How to Build a Real-Time Transcription Bot vs Post-Meeting Transcription

Choosing between real-time and post-meeting transcription fundamentally shapes your architecture. 

Real-time systems stream audio chunks for instant captions, requiring low-latency pipelines and websocket connections. 

Post-meeting systems process complete recordings, allowing batch optimization and higher accuracy. 

This guide demonstrates both approaches, helping you choose the right architecture for your use case.

Understanding the Trade-offs

Real-time transcription delivers instant feedback but sacrifices accuracy for speed. 

Post-meeting processing achieves higher accuracy through context analysis and multiple passes but delays results. 

Real-time systems cost more—streaming APIs charge per second. Post-meeting systems batch process efficiently but can’t provide live captions.

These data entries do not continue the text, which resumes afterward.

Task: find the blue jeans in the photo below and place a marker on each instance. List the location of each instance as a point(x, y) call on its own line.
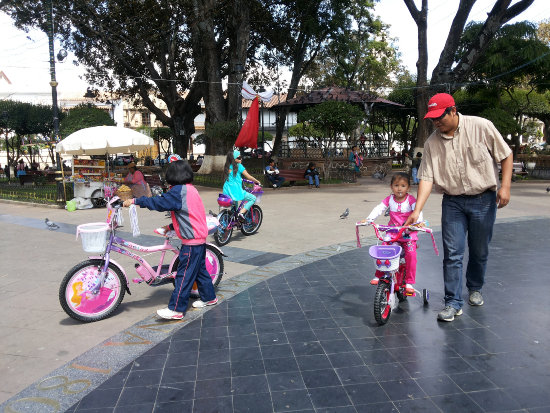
point(310, 180)
point(191, 268)
point(414, 172)
point(473, 216)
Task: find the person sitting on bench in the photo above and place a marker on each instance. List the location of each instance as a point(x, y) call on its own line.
point(272, 173)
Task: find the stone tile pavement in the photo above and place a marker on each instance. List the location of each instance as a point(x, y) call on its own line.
point(295, 330)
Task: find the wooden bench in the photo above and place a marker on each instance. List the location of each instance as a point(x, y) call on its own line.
point(518, 170)
point(290, 175)
point(156, 180)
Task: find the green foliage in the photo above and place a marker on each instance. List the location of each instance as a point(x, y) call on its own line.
point(225, 131)
point(304, 131)
point(360, 54)
point(333, 118)
point(84, 116)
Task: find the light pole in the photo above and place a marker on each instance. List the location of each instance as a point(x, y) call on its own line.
point(53, 83)
point(262, 89)
point(238, 69)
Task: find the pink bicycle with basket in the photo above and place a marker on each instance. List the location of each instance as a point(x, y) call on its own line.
point(93, 289)
point(389, 258)
point(229, 209)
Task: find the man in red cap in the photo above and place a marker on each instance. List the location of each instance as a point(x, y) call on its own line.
point(460, 159)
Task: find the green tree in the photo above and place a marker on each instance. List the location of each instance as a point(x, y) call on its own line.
point(333, 119)
point(359, 55)
point(84, 116)
point(26, 128)
point(150, 51)
point(448, 73)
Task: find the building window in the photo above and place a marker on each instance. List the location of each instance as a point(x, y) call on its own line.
point(146, 118)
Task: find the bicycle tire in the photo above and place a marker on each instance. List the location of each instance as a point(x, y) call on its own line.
point(214, 266)
point(254, 219)
point(382, 308)
point(91, 308)
point(223, 235)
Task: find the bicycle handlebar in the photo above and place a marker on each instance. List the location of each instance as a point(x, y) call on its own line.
point(399, 230)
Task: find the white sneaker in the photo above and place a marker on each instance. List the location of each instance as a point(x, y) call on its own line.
point(160, 231)
point(201, 304)
point(169, 314)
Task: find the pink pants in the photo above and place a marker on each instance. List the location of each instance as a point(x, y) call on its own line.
point(409, 246)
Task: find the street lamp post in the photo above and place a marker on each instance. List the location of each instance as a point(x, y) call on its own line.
point(53, 83)
point(238, 69)
point(262, 89)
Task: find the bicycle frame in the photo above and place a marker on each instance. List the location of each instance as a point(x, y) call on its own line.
point(118, 245)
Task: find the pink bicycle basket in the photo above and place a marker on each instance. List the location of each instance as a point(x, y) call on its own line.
point(386, 257)
point(224, 200)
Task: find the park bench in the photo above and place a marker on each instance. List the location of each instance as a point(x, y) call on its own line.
point(156, 180)
point(518, 170)
point(290, 175)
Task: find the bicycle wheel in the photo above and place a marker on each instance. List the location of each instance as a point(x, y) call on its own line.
point(400, 292)
point(253, 221)
point(81, 304)
point(214, 266)
point(382, 308)
point(225, 230)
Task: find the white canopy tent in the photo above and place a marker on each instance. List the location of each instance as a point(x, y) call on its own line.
point(104, 140)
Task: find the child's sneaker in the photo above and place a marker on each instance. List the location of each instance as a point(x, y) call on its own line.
point(162, 230)
point(169, 314)
point(201, 304)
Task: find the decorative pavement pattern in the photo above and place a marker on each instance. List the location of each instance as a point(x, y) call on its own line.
point(298, 335)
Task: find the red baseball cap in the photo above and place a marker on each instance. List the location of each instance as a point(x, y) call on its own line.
point(437, 105)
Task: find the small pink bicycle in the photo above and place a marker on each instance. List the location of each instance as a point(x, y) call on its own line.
point(93, 289)
point(389, 258)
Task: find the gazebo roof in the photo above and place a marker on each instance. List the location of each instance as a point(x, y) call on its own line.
point(334, 93)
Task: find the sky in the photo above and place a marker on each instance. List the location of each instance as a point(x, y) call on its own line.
point(24, 57)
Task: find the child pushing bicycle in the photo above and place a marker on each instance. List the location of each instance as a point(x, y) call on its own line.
point(189, 222)
point(400, 204)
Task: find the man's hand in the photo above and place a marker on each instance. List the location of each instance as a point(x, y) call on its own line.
point(412, 218)
point(503, 197)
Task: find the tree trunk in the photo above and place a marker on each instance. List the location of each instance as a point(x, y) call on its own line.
point(212, 163)
point(445, 77)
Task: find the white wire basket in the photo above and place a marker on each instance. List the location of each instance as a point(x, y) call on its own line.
point(93, 236)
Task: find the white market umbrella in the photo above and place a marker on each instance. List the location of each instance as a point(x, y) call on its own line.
point(102, 140)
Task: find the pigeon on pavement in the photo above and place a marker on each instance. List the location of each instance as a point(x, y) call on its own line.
point(52, 226)
point(345, 214)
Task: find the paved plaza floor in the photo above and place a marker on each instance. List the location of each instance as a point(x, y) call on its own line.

Real-Time Transcription Architecture

Build a streaming transcription bot using websockets:

import asyncio
import websockets
import json
import base64
from deepgram import Deepgram
class RealtimeTranscriptionBot:
    def __init__(self, api_key):
        self.dg_client = Deepgram(api_key)
        self.socket = None
        self.transcript_buffer = []
    async def start_stream(self, audio_stream):
        """Start real-time transcription stream"""
        # Configure streaming options
        options = {
            'punctuate': True,
            'interim_results': True,
            'language': 'en-US',
            'model': 'nova-2',
            'smart_format': True,
            'diarize': True,
            'encoding': 'linear16',
            'sample_rate': 16000
        }
        # Create streaming connection
        self.socket = await self.dg_client.transcription.live(options)
        # Register event handlers
        self.socket.registerHandler(
            self.socket.event.TRANSCRIPT_RECEIVED,
            self._on_transcript
        )
        self.socket.registerHandler(
            self.socket.event.CLOSE,
            self._on_close
        )
        # Start audio streaming
        await self._stream_audio(audio_stream)
    async def _stream_audio(self, audio_stream):
        """Stream audio chunks to transcription service"""
        try:
            while True:
                # Get audio chunk (typically 100-200ms)
                chunk = await audio_stream.read(3200)  # 200ms at 16kHz
                if not chunk:
                    break
                # Send to transcription service
                self.socket.send(chunk)
                # Small delay to prevent overwhelming the API
                await asyncio.sleep(0.01)
        except Exception as e:
            print(f"Streaming error: {e}")
        finally:
            # Signal end of stream
            self.socket.finish()
    def _on_transcript(self, result):
        """Handle incoming transcript results"""
        transcript_data = json.loads(result)
        # Check if this is a final result
        is_final = transcript_data.get('is_final', False)
        channel = transcript_data.get('channel', {})
        alternatives = channel.get('alternatives', [])
        if alternatives:
            transcript = alternatives[0].get('transcript', '')
            confidence = alternatives[0].get('confidence', 0)
            if is_final and transcript.strip():
                # Final result - save to buffer
                words = alternatives[0].get('words', [])
                speaker = words[0].get('speaker', 0) if words else 0
                entry = {
                    'speaker': speaker,
                    'text': transcript,
                    'confidence': confidence,
                    'timestamp': words[0].get('start', 0) if words else 0,
                    'is_final': True
                }
                self.transcript_buffer.append(entry)
                print(f"[FINAL] Speaker {speaker}: {transcript}")
            elif transcript.strip():
                # Interim result - display but don't save
                print(f"[INTERIM] {transcript}", end='\r')
    def _on_close(self, _):
        """Handle connection close"""
        print("\nTranscription stream closed")
    def get_transcript(self):
        """Get accumulated transcript"""
        return self.transcript_buffer
    def save_transcript(self, filename):
        """Save real-time transcript to file"""
        with open(filename, 'w', encoding='utf-8') as f:
            f.write("Real-Time Transcript\n")
            f.write("=" * 60 + "\n\n")
            for entry in self.transcript_buffer:
                timestamp = self._format_time(entry['timestamp'])
                speaker = f"Speaker {entry['speaker']}"
                text = entry['text']
                confidence = entry['confidence']
                f.write(f"[{timestamp}] {speaker} (conf: {confidence:.2f}):\n")
                f.write(f"{text}\n\n")
    def _format_time(self, seconds):
        """Format seconds to MM:SS"""
        minutes = int(seconds // 60)
        secs = int(seconds % 60)
        return f"{minutes:02d}:{secs:02d}"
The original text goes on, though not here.